Hey guys,
I just turned 31 on Thanksgiving, and have been thinking about the direction my life has taken. I won't post my entire life story here, but suffice to say that, although there are many other things I have accomplished and am proud of, I have grown to be completely inept socially. I can probably blame it on religion, feminism, socialism, and a whole mess of other things, but ultimately it is my responsibility to fix it. I have decided that, instead of lamenting what could have been, I would rather enjoy what time I have left in the world.
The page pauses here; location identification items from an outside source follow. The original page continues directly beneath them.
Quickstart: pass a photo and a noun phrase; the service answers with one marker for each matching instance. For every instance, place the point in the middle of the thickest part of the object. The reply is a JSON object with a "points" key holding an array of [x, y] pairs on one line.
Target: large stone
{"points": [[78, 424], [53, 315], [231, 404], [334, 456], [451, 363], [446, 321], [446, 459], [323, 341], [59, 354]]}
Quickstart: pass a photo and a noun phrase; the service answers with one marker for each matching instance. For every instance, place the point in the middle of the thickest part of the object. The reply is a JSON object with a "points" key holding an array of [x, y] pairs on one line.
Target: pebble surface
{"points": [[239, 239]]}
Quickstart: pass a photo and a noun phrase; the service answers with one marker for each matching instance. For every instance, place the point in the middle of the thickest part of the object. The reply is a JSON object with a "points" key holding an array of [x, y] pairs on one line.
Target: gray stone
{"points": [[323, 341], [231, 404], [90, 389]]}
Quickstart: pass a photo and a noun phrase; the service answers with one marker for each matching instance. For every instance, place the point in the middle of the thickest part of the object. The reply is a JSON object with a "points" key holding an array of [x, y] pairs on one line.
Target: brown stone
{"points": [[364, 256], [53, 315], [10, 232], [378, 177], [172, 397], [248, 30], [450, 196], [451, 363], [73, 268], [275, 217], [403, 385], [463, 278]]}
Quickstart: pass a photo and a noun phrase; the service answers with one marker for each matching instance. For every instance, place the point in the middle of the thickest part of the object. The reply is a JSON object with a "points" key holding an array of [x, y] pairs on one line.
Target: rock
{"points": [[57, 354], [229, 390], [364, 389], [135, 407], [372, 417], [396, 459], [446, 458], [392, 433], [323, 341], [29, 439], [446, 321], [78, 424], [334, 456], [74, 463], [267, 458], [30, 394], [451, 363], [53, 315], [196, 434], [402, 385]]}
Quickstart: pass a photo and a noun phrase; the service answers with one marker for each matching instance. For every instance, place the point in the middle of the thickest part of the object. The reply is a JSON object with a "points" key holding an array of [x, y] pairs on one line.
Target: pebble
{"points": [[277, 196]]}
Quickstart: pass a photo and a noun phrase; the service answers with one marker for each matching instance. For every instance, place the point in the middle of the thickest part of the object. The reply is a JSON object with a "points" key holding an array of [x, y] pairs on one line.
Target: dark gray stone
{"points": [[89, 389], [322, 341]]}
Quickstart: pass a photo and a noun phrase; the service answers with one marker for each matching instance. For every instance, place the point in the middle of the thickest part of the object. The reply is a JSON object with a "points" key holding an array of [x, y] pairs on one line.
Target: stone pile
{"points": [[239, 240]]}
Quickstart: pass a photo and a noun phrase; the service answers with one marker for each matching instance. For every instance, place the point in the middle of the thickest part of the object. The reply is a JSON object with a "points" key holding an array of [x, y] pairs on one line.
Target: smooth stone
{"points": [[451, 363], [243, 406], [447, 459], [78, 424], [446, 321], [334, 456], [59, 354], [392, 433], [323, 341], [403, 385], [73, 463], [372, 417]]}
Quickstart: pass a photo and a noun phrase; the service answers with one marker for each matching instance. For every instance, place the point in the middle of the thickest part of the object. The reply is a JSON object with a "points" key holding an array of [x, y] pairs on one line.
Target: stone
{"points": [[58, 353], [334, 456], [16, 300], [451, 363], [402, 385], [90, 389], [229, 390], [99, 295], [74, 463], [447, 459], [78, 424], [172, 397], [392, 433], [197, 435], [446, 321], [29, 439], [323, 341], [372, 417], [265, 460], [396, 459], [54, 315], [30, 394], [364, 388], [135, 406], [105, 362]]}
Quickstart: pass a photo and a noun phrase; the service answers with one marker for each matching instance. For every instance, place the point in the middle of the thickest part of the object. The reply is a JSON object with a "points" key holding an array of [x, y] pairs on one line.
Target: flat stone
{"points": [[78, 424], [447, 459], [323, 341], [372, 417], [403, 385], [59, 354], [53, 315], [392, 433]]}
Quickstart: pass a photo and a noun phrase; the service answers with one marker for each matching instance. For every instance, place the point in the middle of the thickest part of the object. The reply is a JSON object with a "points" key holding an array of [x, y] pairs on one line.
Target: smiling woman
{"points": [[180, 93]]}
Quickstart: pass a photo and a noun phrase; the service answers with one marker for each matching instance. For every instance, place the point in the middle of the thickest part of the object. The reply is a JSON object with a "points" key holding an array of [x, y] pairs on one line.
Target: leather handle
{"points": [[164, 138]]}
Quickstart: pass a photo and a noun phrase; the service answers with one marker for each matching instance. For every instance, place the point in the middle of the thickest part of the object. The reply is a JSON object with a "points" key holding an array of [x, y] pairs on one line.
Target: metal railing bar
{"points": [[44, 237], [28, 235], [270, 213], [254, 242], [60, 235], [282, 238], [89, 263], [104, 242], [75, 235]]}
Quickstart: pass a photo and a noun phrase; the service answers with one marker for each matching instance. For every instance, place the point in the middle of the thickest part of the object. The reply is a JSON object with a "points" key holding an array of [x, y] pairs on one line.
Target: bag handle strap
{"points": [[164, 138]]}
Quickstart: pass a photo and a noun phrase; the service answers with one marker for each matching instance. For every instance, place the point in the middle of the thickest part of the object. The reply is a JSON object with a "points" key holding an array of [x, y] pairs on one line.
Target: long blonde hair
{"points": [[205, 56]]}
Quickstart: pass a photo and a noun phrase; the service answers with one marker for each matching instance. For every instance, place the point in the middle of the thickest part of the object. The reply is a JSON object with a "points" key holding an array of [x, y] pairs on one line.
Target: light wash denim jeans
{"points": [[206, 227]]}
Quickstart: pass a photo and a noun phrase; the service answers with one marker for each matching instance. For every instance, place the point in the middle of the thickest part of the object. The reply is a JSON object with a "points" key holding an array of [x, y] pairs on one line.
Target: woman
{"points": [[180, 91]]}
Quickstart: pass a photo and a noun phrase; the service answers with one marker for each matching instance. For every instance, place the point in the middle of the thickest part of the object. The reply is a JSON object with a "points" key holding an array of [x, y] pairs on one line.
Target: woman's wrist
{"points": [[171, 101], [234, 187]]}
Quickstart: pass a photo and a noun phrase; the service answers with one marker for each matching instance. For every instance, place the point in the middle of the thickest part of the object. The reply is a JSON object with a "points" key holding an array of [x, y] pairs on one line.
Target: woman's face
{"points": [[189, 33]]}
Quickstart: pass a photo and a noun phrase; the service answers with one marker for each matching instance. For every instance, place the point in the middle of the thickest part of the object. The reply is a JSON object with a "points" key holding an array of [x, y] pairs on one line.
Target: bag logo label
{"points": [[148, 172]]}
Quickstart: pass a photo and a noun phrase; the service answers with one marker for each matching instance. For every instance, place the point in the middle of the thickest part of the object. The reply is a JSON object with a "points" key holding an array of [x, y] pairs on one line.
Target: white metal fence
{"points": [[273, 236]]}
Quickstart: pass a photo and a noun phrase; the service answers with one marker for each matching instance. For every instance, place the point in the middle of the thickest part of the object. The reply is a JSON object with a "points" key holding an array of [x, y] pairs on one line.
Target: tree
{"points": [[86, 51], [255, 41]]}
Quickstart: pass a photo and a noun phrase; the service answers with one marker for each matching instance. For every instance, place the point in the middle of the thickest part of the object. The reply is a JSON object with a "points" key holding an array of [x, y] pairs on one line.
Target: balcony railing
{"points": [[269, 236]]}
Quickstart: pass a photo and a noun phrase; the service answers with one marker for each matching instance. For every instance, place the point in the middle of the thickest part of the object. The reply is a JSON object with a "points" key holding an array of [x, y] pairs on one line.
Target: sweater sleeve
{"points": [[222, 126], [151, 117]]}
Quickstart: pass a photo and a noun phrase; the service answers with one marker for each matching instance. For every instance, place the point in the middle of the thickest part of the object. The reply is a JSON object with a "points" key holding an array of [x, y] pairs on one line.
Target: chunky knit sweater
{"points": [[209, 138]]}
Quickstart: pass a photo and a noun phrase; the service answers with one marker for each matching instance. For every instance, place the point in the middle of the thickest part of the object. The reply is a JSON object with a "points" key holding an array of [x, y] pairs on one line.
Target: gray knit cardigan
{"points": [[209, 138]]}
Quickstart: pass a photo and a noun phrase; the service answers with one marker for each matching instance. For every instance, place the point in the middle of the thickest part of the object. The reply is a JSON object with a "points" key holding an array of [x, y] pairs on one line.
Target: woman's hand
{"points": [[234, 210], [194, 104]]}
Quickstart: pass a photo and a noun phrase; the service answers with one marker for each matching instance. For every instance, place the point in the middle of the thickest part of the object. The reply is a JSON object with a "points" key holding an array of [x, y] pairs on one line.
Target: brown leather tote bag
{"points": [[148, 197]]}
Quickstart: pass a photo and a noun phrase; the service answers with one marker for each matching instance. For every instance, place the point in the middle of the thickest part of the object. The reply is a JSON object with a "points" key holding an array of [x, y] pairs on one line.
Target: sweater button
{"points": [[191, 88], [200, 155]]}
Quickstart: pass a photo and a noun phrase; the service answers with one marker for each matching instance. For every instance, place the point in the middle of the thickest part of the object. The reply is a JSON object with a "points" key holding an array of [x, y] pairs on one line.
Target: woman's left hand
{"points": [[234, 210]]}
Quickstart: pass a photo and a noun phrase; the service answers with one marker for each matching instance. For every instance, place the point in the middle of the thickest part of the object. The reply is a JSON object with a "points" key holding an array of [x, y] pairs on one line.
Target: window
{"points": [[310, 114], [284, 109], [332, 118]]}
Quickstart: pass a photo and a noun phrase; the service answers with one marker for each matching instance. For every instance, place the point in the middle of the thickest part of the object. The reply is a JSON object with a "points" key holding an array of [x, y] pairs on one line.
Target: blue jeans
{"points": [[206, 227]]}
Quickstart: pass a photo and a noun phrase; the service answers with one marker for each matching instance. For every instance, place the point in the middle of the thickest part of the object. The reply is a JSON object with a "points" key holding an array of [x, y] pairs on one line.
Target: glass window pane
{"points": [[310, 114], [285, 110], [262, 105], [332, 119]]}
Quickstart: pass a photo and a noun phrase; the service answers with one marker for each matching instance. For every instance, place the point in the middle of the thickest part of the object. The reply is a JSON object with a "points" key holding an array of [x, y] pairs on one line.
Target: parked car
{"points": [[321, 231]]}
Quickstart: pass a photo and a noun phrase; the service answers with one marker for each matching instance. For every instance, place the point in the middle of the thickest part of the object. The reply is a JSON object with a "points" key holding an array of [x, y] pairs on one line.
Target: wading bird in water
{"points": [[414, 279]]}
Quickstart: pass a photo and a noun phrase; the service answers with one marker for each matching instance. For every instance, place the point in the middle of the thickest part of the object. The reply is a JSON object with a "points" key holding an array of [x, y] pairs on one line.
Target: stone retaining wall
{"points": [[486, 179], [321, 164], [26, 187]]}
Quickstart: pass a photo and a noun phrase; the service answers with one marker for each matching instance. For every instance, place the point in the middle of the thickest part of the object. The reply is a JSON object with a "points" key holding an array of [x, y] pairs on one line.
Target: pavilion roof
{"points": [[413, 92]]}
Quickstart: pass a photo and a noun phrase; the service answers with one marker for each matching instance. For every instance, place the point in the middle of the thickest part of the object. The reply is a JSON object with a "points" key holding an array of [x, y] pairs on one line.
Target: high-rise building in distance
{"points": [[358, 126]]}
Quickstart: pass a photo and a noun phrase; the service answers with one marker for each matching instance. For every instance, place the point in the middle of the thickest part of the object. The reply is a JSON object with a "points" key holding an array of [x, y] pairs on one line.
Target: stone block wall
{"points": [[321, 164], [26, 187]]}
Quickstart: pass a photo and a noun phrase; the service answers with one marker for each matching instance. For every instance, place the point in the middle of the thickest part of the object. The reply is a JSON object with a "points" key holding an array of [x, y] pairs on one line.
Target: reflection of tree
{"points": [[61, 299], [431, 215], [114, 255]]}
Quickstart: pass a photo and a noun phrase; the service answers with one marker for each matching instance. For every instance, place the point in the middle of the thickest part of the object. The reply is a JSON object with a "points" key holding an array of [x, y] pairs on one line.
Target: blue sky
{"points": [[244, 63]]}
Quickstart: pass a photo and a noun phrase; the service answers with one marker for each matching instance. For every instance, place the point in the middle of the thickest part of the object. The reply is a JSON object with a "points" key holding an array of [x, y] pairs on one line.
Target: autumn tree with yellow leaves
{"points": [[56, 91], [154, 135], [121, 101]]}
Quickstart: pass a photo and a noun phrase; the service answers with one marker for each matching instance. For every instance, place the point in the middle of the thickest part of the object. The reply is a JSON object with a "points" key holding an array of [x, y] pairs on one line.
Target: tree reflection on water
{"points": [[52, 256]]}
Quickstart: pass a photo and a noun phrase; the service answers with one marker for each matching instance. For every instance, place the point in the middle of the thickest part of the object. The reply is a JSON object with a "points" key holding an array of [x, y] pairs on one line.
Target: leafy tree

I have heard people say that money doesn't buy happiness. Perhaps not, on a certain level. But at the very least, money does make it easier to enjoy happiness. In fact, the only time I see wealthy people unhappy is when they lose money.
Similarly, I have often heard others claim that the only way to be happy or content is to find one person and settle down with them. According to these people, those who date multiple people or sleep around are the most wretched, tormented people on the face of the planet. If that's the case, then why do ALL of the pictures I see of PUAs and their dates have them all smiling ear to ear?
I used to be one of "those people" who believed in the stale cookie-cutter lifestyle, the one with the white picket fence, 2.5 kids, etc. The kind of person who would look down on pimps, players, and PUAs for exercising their natural instincts (which I didn't believe to be natural at the time; now I see otherwise). I resented "the game," and the fact that it had to be played in order to "win" at relationships. So I never played.
And yet, I have watched from the sidelines as people with various skill in the game make their plays. Some crash and burn, as clueless as I am but more willing to try. Others are more successful, and of course there are a few who can be considered star athletes in the field.
I've done a little searching, learned a few key concepts, but tying it all together seems problematic at best. As a complete newcomer to the game, I need to master the basics first. But herein lies my problem: what are the basics? And how can I practice them when it seems like every interaction with a woman feels like the world series?
I appreciate your input, and I welcome private messages.